When including participants who did receive hyperglycemic rescue therapy, results were similar, Perkins said. Body weight also remained stable during the 3-year period for those assigned albiglutide, including those who received rescue therapy.

Adverse events were similar between treatment groups; the most common were nausea, vomiting and diarrhea. Injection-site reactions were higher among participants assigned albiglutide (18% vs. 8.6%). Pre-rescue, documented symptomatic hyperglycemia was low, Perkins said (3.3% for albiglutide vs. 2% for placebo). – by Regina Schaffer

FDA Approves New Type 2 Diabetes Drug Tanzeum (albiglutide).

Millions of Americans with type 2 diabetes have a new treatment option with the U.S. Food and Drug Administration’s approval Tuesday of a once-weekly injectable drug, Tanzeum.

The FDA described Tanzeum (albiglutide) as a “glucagon-like peptide-1 (GLP-1) receptor agonist — a hormone that helps normalize patients’ blood sugar levels.

Tanzeum “can be used alone or added to existing treatment regimens to control blood sugar levels in the overall management of diabetes,” Dr. Curtis Rosebraugh, director of the Office of Drug Evaluation II in the FDA’s Center for Drug Evaluation and Research, said in an agency news release.

The FDA’s approval of the drug was based on eight clinical trials that included more than 2,000 people with type 2 diabetes. Those who took Tanzeum showed improvements in blood sugar control. The drug has also been studied for use in combination with other diabetes medications such as metformin, glimepiride, pioglitazone (Actos) and insulin.

The most common side effects seen with Tanzeum were nausea and/or reactions at the site of injection, the FDA said.

The drug, which is manufactured by GlaxoSmithKline, is not approved to treat Type 1 diabetes, the FDA noted.

The drug will carry a boxed warning stating that the use of some GLP-1 receptor agonists have been associated with thyroid tumors in rodents. The FDA said Tanzeum should not be prescribed for patients with a personal or family history of a type of thyroid cancer called medullary thyroid carcinoma (MTC), or for patients with Multiple Endocrine Neoplasia syndrome type 2. Patients with this disease have tumors in more than one gland in their body and are at increased risk for MTC.

Dr.

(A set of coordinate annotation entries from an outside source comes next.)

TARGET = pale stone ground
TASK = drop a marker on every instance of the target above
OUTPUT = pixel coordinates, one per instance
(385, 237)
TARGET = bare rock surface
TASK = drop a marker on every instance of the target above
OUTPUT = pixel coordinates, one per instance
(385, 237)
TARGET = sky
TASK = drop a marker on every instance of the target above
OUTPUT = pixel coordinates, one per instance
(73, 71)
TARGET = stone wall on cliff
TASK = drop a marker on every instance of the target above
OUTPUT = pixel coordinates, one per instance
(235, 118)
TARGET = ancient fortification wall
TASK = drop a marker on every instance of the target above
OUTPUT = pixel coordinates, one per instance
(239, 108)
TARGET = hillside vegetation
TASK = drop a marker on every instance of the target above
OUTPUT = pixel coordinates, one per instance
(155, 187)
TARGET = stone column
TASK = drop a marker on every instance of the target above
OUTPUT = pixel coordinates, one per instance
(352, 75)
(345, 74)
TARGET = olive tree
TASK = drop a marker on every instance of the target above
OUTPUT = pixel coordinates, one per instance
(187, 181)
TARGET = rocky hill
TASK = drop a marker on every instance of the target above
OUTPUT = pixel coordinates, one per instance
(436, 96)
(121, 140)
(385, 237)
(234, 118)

Spyros Mezitis is an endocrinologist at Lenox Hill Hospital in New York City. He said Tanzeum joins a list of other approved injectable diabetes medicines, including Victoza (liraglutide), Byetta (exenatide) and Bydureon (exenatide extended release).

“Post-marketing clinical trials are planned to examine cardiovascular effects, use in pediatric patients, and possible increase in pancreatitis or medullary thyroid cancer,” Mezitis said. “The results of these clinical trials will determine which GLP-1 agonists will be more useful” to patients.

According to the FDA, about 24 million people in the United States have type 2 diabetes, which accounts for more than 90 percent of all diabetes cases diagnosed in the United States. Over time, the high blood sugar levels produced by diabetes can increase the risk for serious complications, including heart disease, blindness, and nerve and kidney damage.